Я смотрю на Лору, пытаясь понять, что она хочет этим сказать. Похоже, она намекает, что Тони или довел свою прежнюю супругу до самоубийства, или сам ее убил. Лора же не отрывает взгляда от «Похищения Елены» — похоже, она действительно задумалась о том, насколько ее жизнь похожа на эту нелепую сцену. Вот она, великая сила искусства!
— Наверное, ни одна женщина не способна устоять перед мужчиной, если он полон решимости ее заполучить, — говорит она.

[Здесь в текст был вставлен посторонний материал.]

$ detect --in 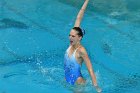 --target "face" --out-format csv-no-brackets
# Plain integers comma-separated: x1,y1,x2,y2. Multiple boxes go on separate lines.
69,29,81,45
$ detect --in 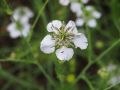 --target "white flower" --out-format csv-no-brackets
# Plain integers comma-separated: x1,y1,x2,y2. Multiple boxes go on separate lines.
70,2,82,13
56,46,74,61
85,5,101,19
81,0,89,4
40,20,88,61
75,18,85,26
13,7,34,22
59,0,70,6
92,11,101,19
7,22,30,38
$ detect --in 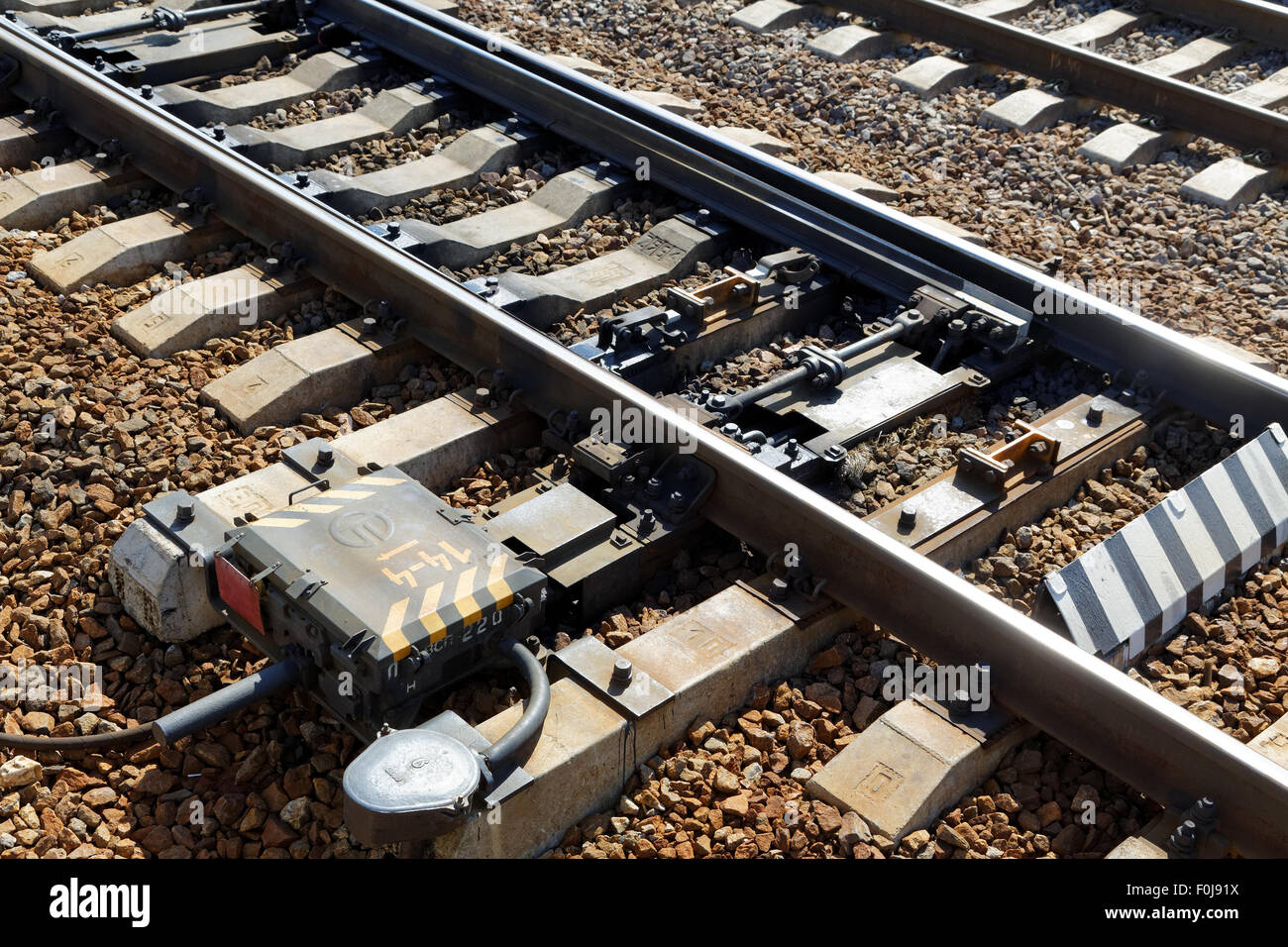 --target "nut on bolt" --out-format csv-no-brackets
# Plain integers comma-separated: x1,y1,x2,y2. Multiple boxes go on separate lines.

Я молчу. Надо бы что-нибудь ответить, но этот ее внезапный приступ откровенности слишком меня смутил. Лора, насколько я понимаю, не замечает моего замешательства. Она полностью погружена в свои мысли и после некоторой паузы продолжает монолог:
— Вы не представляете, какой кошмар меня ожидал, когда я наконец попала в Апвуд! Крыша протекает, все загажено мышами. К тому же Тони быстро сообразил, что денег у меня нет. Он видел, как живем мы с Кристофером, — дом в Челси, бунгало на Барбадосе, — и, поняв, что бедняга Кристофер не мог на все это заработать, решил, что деньги были мои, но он ошибся: мы пользовались всем этим по доверенности, потому что все принадлежало родителям. Я привезла Тони в Сомерсет, чтобы познакомить его с папочкой, и этим все испортила. Как только отец узнал, что мы поженились, он просто перестал давать мне деньги.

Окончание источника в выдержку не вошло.